Chantons sous la pluie (1952) de Stanley Donen et Gene Kelly

Une scène fameuse de cette immense comédie musicale, qu’il faut oser redécouvrir comme si c’était la première fois, à moins que vous ayez la chance de ne pas l’avoir encore découvert, vous serez alors frappés de voir que ce film à plutôt bien vieilli et qu’il conserve ce côté pétillant et généreux qui fait tout son charme, et ces couleurs éclatantes du Technicolor première version. Et puis c’est également l’occasion d’un hommage à Debbie Reynolds, décédée il y a quelques jours, mais qui immortalisa par cette scène sa bonne humeur matinale.
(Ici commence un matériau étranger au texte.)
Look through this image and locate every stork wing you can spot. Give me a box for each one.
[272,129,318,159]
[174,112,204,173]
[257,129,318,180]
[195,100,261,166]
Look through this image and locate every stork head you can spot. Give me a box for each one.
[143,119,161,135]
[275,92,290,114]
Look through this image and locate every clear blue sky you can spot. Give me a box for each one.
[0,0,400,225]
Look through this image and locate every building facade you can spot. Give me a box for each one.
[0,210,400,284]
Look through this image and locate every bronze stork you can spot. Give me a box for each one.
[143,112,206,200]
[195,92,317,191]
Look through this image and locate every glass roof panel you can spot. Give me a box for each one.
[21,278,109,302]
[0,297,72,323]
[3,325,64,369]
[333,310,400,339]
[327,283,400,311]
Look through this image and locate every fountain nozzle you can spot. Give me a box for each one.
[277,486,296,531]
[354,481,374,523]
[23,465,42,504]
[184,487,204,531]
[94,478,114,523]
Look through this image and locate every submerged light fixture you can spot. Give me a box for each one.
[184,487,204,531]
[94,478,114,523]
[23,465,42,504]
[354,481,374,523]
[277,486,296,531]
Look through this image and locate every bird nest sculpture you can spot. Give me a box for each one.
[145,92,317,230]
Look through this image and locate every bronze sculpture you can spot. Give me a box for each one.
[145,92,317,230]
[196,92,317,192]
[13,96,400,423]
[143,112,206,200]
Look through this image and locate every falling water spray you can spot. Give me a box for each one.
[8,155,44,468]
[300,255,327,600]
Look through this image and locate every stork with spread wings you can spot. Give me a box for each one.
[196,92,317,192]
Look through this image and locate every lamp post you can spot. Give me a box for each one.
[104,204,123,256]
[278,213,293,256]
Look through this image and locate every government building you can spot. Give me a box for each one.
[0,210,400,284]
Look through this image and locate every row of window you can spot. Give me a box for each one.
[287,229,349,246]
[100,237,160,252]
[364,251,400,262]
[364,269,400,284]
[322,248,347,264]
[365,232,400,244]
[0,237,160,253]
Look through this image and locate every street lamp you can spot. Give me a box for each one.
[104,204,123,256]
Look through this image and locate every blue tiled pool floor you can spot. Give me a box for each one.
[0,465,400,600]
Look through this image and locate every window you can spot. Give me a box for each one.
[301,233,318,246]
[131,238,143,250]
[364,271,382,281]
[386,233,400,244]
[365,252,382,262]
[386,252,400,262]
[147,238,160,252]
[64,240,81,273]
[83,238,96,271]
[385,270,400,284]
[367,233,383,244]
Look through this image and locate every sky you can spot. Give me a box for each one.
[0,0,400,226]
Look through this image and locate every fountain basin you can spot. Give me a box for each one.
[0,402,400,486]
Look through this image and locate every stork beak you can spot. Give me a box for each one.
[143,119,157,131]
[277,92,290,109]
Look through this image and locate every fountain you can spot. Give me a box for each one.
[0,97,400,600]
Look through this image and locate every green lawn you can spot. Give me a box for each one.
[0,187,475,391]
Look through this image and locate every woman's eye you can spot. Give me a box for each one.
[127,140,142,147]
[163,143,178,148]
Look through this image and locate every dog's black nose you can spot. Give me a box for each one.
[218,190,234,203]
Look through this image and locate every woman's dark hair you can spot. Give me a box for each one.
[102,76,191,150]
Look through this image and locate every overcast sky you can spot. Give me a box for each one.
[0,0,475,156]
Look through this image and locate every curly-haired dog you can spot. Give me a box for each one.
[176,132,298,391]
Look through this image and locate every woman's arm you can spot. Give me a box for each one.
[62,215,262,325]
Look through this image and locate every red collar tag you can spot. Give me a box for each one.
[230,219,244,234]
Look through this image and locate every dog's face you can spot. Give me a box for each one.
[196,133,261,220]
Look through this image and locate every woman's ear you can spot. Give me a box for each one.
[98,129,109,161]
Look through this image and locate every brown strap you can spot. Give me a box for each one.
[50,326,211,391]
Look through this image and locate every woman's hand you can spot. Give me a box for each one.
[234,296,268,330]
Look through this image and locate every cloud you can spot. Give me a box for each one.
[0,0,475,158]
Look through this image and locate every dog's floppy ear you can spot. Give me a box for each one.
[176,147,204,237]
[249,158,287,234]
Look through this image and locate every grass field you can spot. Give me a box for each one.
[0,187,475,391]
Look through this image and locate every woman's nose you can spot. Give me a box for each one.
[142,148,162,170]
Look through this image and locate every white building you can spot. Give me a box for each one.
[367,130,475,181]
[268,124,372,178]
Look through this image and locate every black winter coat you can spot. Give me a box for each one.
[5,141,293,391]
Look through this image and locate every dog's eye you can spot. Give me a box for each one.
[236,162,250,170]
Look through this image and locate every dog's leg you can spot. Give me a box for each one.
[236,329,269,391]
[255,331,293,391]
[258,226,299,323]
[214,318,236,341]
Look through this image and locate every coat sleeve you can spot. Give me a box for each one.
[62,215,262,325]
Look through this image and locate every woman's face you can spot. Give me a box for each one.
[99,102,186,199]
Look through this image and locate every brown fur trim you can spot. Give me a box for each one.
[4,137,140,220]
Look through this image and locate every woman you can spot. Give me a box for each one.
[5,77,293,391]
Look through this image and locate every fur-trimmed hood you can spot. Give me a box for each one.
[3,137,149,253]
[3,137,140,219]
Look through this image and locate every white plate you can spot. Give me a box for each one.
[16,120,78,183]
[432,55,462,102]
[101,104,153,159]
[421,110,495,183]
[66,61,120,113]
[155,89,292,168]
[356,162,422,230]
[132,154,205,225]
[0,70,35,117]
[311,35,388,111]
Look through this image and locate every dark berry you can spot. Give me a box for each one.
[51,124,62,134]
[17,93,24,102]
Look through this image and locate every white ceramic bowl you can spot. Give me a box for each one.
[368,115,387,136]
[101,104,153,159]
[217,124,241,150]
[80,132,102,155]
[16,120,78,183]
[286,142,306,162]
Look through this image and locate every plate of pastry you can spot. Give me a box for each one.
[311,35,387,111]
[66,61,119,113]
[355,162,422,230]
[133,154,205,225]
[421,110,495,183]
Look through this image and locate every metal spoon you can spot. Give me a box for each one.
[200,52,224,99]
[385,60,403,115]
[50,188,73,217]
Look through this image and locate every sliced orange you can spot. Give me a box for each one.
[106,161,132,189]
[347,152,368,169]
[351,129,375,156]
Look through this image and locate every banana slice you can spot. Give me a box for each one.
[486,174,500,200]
La Fille inconnue (2016) de Luc Dardenne et Jean-Pierre Dardenne

Une scène au réalisme brute, comme d’habitude chez les Dardenne. Une jeune médecin opiniâtre jouée avec beaucoup de talent par Adèle Haenel, et qui exerce dans un quartier difficile, s’en veut de ne pas avoir ouvert la porte de son cabinet à une femme qui sonna à sa porte après l’heure de fermeture, et qui fut retrouvée morte le lendemain. Afin de surmonter sa culpabilité, la jeune femme, dont on ne connait pas le nom, décide d’enquêter de son côté malgré les avertissements de la police. D’inquiétants individus cherchent alors à lui faire comprendre qu’elle se mêle d’affaires qui ne la regardent pas, la caméra embarquée sur le siège passager nous fait alors ressentir ce qu’elle éprouve.